The logistic log-loss function of one variable is obtained by composing the logarithmic cost function with the logistic function, and it is of importance in the analysis of logistic regression.

Explicitly, the function has the form:

${\displaystyle f(x)=-(p\ln (g(x))+(1-p)\ln (1-g(x)))}$

where ${\displaystyle g}$ is the logistic function and ${\displaystyle \ln }$ denotes the natural logarithm. Explicitly, ${\displaystyle g(x)=\frac{1}{1+e^{-x}}}$.

Note that ${\displaystyle 1-g(x)=g(-x)}$, so the above can be written as:

${\displaystyle f(x)=-(p\ln (g(x))+(1-p)\ln (g(-x)))}$

We restrict ${\displaystyle p}$ to the interval ${\displaystyle [0,1]}$. Conceptually, ${\displaystyle p}$ is the corresponding probability.

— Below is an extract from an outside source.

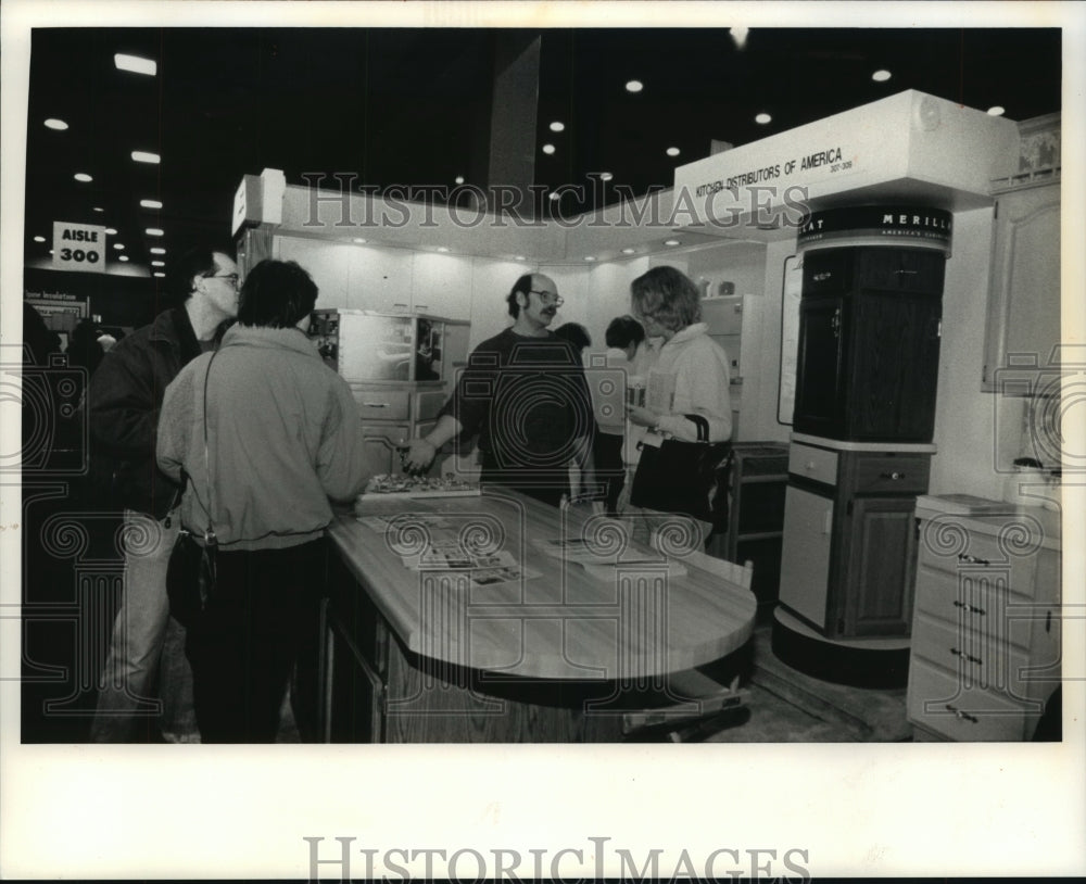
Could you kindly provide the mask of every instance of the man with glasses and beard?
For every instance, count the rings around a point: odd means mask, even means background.
[[[479,434],[481,481],[558,506],[569,466],[591,471],[592,400],[579,354],[548,328],[563,303],[553,279],[526,274],[506,298],[513,325],[471,353],[433,430],[404,468],[427,469],[457,435]]]
[[[187,252],[174,277],[180,305],[119,341],[90,380],[91,468],[108,482],[100,504],[125,514],[124,588],[99,685],[92,742],[154,742],[160,737],[156,723],[167,742],[195,738],[194,728],[186,724],[191,685],[180,653],[161,667],[175,673],[177,683],[156,686],[171,623],[166,566],[179,528],[174,512],[179,489],[159,469],[154,450],[166,387],[185,365],[214,350],[238,315],[238,265],[231,255],[213,247]],[[182,633],[176,623],[174,631]],[[176,644],[180,652],[180,637]],[[156,721],[159,698],[163,706]]]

More explicitly, ${\displaystyle f}$ is the function:

${\displaystyle f(x)=p\ln (1+e^{-x})+(1-p)\ln (1+e^x)}$

Key data

Differentiation

WHAT WE USE: chain rule for differentiation, Logistic function#First derivative

First derivative

We use that:

${\displaystyle g^{\prime }(x)=g(x)(1-g(x))=g(x)g(-x)}$

or equivalently:

${\displaystyle \frac{d}{dx}}(\ln (g(x))=1-g(x)=g(-x)$

Similarly:

${\displaystyle \frac{d}{dx}}(\ln (g(-x))=-g(x)$

Plugging these in, we get:

${\displaystyle f^{\prime }(x)=-(p(1-g(x))+(1-p)(-g(x)))}$

This simplifies to:

${\displaystyle f^{\prime }(x)=g(x)-p}$

Second derivative

Using the first derivative and the expression for ${\displaystyle g^{\prime }}$, we obtain:

${\displaystyle f^{″}(x)=g(x)(1-g(x))=g(x)g(-x)}$

Note that the second derivative is independent of ${\displaystyle p}$.